Conteúdo revisado pelo Master Black Belt Marcelo Petenate, estatístico, formado pela Unicamp, mestre pela USP e especialista em Lean Six Sigma e melhoria contínua.
Perguntas frequentes sobre FMEA
O que é FMEA?
FMEA (Failure Mode and Effects Analysis) é uma metodologia estruturada para identificar, antes que ocorram, quais falhas potenciais um produto, processo ou serviço pode apresentar, quais são as causas dessas falhas e quais são os efeitos sobre o cliente. O objetivo é agir preventivamente — priorizando ações pelo nível de risco antes que a falha aconteça.
O que significa a sigla FMEA?
FMEA significa Failure Mode and Effects Analysis — em português, Análise dos Modos de Falha e seus Efeitos. Failure Mode é o modo de falha (como algo pode deixar de funcionar), Effects são os efeitos dessa falha sobre o cliente ou o sistema, e Analysis é o processo estruturado de identificar e priorizar esses riscos antes que ocorram.
O que é RPN no FMEA?
RPN (Risk Priority Number) é o índice de priorização calculado pela multiplicação de três fatores: Severidade (S), Ocorrência (O) e Detecção (D), cada um avaliado de 1 a 10. RPN = S × O × D. Quanto maior o RPN, maior a prioridade. Porém, falhas com Severidade 9 ou 10 exigem ação independentemente do valor do RPN.
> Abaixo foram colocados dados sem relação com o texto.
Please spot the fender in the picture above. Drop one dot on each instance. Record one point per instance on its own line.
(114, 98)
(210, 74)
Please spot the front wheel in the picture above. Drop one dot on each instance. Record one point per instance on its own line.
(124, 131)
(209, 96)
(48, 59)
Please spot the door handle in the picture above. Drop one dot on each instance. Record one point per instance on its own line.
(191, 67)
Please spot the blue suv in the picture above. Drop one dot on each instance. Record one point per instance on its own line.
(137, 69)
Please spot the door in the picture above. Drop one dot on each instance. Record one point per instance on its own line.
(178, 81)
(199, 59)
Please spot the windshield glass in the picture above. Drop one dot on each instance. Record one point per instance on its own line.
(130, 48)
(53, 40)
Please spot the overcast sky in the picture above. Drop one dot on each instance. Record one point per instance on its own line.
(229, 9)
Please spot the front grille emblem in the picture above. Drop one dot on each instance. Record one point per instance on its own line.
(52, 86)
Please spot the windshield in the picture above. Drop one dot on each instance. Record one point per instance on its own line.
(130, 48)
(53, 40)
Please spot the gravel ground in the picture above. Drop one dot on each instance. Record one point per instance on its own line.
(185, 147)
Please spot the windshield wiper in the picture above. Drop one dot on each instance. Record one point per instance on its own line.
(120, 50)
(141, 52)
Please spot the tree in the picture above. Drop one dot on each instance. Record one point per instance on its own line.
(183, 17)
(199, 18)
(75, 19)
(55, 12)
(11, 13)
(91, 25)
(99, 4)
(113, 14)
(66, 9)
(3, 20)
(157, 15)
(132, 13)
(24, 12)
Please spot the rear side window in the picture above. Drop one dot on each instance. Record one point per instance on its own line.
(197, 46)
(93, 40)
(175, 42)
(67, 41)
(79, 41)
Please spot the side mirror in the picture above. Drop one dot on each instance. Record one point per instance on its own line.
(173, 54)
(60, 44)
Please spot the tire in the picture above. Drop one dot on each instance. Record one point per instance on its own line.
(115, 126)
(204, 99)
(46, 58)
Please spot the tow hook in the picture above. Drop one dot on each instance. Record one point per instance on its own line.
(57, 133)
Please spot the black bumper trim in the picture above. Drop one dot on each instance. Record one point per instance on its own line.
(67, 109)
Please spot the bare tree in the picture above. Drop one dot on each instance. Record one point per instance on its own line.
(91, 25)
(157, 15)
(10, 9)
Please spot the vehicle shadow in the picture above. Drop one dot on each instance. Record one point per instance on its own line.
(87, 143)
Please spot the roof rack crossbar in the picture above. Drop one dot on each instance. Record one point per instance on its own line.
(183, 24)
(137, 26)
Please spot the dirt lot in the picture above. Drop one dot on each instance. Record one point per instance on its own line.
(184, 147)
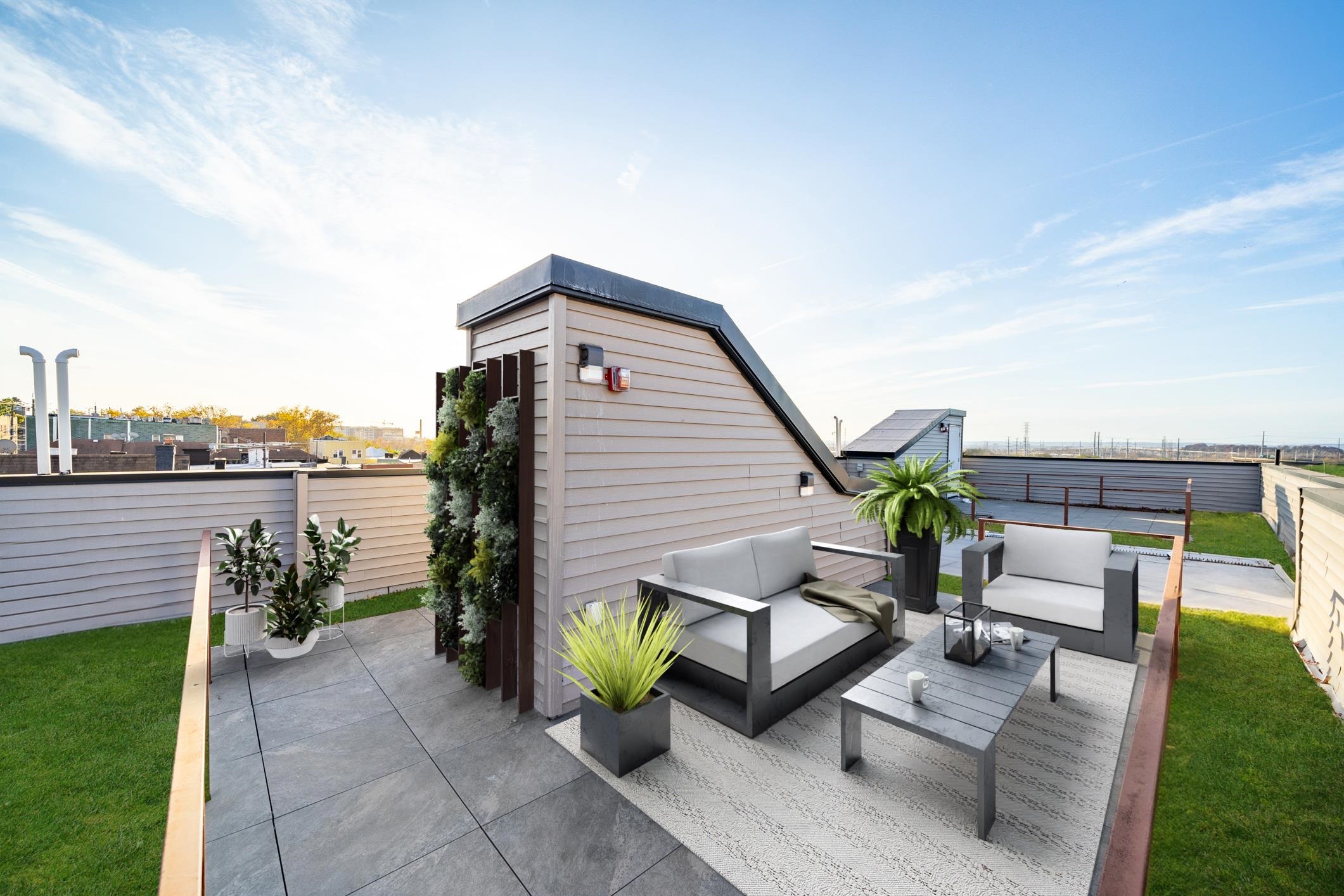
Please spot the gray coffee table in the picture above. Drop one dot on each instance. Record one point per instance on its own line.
(964, 707)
Qual é a diferença entre DFMEA e PFMEA?
DFMEA (FMEA de Projeto) analisa os modos de falha relacionados às decisões de design do produto — materiais, geometria, tolerâncias — antes da fabricação. PFMEA (FMEA de Processo) analisa as falhas no processo de fabricação ou prestação de serviço — etapas, equipamentos, parâmetros operacionais. O DFMEA questiona se o projeto está correto; o PFMEA questiona se o processo consegue executar o que o projeto determina.
O que é PFMEA?
PFMEA é o FMEA aplicado ao processo de fabricação ou prestação de serviço. Analisa cada etapa do processo identificando o que pode falhar, por quê falharia e qual seria o impacto no produto ou no cliente. É o tipo mais exigido em auditorias de qualidade automotiva (IATF 16949) e um dos documentos centrais de qualquer sistema de controle de processo.
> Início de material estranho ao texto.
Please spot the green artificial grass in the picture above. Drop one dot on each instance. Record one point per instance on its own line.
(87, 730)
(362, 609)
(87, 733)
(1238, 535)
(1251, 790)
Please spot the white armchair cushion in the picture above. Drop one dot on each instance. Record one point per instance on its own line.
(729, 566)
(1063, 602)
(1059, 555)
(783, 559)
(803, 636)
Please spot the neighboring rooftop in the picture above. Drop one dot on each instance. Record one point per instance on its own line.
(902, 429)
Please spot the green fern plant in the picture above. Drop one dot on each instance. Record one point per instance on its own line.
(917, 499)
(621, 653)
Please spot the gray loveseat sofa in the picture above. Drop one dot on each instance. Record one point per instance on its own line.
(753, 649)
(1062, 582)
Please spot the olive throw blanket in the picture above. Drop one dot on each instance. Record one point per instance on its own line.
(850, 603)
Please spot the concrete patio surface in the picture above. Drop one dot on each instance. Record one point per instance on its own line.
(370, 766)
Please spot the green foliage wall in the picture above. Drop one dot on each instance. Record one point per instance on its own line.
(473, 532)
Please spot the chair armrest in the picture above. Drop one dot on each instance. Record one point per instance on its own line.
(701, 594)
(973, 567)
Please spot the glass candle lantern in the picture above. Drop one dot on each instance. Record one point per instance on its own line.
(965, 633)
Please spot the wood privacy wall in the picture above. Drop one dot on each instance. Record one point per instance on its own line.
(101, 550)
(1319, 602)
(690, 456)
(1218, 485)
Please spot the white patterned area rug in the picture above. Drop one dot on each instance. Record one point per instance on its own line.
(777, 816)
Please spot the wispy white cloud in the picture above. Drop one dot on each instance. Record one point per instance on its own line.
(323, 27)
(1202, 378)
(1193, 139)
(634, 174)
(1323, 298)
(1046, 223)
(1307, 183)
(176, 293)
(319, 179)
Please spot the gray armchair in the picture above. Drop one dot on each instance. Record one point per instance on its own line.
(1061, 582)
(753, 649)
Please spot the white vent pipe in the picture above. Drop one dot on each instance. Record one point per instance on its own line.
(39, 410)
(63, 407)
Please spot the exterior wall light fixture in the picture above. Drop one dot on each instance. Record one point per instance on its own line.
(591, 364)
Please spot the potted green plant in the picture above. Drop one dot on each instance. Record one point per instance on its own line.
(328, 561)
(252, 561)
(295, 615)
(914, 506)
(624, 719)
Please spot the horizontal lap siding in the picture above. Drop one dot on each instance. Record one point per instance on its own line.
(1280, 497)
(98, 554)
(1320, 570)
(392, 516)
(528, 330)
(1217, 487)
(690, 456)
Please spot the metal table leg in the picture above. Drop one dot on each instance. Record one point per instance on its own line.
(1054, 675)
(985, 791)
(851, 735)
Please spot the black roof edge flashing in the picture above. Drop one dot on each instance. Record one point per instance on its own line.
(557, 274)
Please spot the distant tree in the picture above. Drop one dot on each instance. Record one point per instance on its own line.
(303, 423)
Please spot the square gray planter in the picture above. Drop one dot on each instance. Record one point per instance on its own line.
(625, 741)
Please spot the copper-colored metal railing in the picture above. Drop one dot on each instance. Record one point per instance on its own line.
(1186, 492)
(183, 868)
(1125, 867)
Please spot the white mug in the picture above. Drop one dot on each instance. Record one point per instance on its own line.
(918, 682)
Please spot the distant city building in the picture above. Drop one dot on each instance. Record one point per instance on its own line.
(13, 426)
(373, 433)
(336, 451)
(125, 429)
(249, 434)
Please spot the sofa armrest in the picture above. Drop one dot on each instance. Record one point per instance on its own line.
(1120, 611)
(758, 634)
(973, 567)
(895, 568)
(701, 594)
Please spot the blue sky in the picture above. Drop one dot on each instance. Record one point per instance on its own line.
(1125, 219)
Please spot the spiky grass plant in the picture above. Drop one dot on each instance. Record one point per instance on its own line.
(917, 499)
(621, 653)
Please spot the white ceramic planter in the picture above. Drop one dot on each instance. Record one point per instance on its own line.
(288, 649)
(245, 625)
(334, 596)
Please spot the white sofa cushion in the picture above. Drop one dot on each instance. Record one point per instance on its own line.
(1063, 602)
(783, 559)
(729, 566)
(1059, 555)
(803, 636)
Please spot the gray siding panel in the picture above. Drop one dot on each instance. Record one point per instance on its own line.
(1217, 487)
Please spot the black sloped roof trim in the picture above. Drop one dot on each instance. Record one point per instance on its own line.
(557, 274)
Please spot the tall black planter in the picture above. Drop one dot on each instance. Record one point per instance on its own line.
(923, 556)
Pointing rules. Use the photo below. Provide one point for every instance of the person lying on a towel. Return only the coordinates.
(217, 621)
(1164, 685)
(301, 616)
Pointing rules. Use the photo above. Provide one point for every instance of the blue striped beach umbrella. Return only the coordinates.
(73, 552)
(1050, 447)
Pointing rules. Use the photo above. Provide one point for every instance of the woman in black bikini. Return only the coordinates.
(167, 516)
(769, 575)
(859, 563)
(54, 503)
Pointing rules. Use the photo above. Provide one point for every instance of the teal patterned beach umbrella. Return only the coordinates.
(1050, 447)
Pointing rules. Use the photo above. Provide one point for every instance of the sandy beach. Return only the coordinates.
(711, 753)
Como fazer um FMEA passo a passo?
O FMEA segue nove etapas: (1) definir o escopo, (2) montar a equipe multidisciplinar, (3) mapear as funções de cada componente ou etapa, (4) identificar os modos de falha para cada função, (5) determinar efeitos e causas, (6) avaliar os controles atuais de prevenção e detecção, (7) calcular o RPN e priorizar, (8) definir ações com responsável e prazo, e (9) reavaliar o RPN após a implementação das ações.
Quando usar o FMEA no DMAIC?
O FMEA é usado principalmente nas fases Analyze e Improve do DMAIC. Na fase Analyze, organiza e prioriza as causas potenciais por criticidade. Na fase Improve, avalia os riscos das soluções antes da implementação. O plano de controle da fase Control frequentemente deriva diretamente das ações definidas no FMEA.
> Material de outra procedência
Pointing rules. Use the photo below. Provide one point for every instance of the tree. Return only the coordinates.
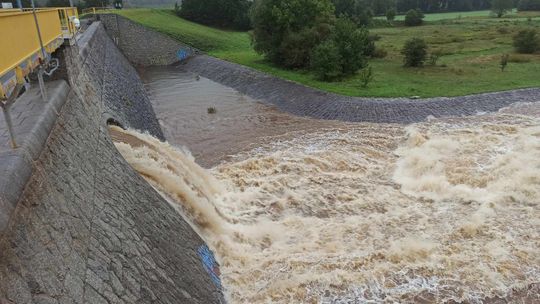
(326, 61)
(414, 17)
(391, 14)
(415, 52)
(527, 41)
(286, 31)
(501, 7)
(360, 11)
(354, 45)
(529, 5)
(344, 53)
(222, 13)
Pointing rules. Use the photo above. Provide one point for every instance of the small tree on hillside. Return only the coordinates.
(391, 14)
(415, 52)
(414, 17)
(345, 53)
(286, 31)
(527, 41)
(354, 45)
(501, 7)
(326, 61)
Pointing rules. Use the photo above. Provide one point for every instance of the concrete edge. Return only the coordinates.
(20, 161)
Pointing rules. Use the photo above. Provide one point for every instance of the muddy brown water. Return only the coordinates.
(181, 101)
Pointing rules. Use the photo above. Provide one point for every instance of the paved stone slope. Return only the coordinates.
(143, 46)
(304, 101)
(88, 228)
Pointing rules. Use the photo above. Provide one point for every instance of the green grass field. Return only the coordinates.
(472, 47)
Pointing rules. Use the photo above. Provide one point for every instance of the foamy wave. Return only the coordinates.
(373, 213)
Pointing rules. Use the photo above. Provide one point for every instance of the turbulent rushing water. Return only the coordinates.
(446, 210)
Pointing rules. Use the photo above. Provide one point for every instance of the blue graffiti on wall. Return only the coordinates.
(182, 54)
(210, 264)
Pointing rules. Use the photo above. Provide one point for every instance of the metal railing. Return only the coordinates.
(29, 37)
(21, 50)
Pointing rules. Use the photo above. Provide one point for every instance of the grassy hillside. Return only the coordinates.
(472, 47)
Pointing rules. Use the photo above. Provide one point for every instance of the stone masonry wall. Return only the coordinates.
(143, 46)
(305, 101)
(88, 228)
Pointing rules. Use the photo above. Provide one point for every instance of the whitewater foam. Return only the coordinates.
(438, 211)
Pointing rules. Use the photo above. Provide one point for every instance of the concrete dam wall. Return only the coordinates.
(87, 228)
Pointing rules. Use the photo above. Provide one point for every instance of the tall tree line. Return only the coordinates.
(380, 7)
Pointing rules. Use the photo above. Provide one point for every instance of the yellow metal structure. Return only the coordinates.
(20, 52)
(93, 10)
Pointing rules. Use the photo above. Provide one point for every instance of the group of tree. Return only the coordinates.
(529, 5)
(307, 34)
(220, 13)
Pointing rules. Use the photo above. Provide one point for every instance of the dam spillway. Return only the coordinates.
(89, 229)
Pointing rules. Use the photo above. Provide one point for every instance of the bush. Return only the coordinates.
(344, 54)
(501, 7)
(415, 52)
(354, 45)
(434, 57)
(326, 61)
(529, 5)
(379, 53)
(366, 76)
(391, 14)
(504, 62)
(414, 17)
(287, 31)
(519, 58)
(527, 41)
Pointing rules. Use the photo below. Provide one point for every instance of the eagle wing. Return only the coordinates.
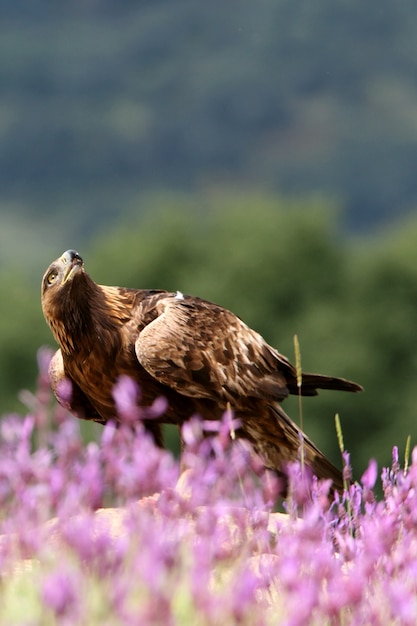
(202, 350)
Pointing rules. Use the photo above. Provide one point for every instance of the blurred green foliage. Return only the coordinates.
(102, 101)
(285, 267)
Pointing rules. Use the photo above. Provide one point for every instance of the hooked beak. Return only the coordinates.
(73, 263)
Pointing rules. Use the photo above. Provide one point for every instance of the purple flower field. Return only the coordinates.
(116, 532)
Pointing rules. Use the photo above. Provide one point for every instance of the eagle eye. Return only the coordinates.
(51, 277)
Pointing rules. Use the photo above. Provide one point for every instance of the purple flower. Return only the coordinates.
(62, 593)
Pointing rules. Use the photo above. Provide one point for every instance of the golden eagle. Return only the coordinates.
(201, 357)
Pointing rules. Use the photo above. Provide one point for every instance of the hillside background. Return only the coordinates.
(258, 153)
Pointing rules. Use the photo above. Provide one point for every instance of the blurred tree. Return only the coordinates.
(284, 267)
Para que serve o FMEA na manutenção?
Na manutenção, o FMEA identifica os modos de falha de equipamentos e sistemas antes que ocorram, permitindo estruturar planos de manutenção preventiva direcionados para os riscos de maior criticidade. Em vez de manter tudo com a mesma frequência, o FMEA concentra recursos nas falhas com maior Severidade e menor Detecção — onde o risco real está.
Qual a diferença entre FMEA de produto e FMEA de processo?
FMEA de produto (DFMEA) analisa os riscos do projeto — o que pode estar errado na especificação do produto antes mesmo de ser fabricado. FMEA de processo (PFMEA) analisa os riscos do processo de fabricação — o que pode falhar na forma como o produto é produzido, independentemente de o projeto estar correto. Empresas que desenvolvem produtos próprios conduzem os dois: primeiro o DFMEA, depois o PFMEA.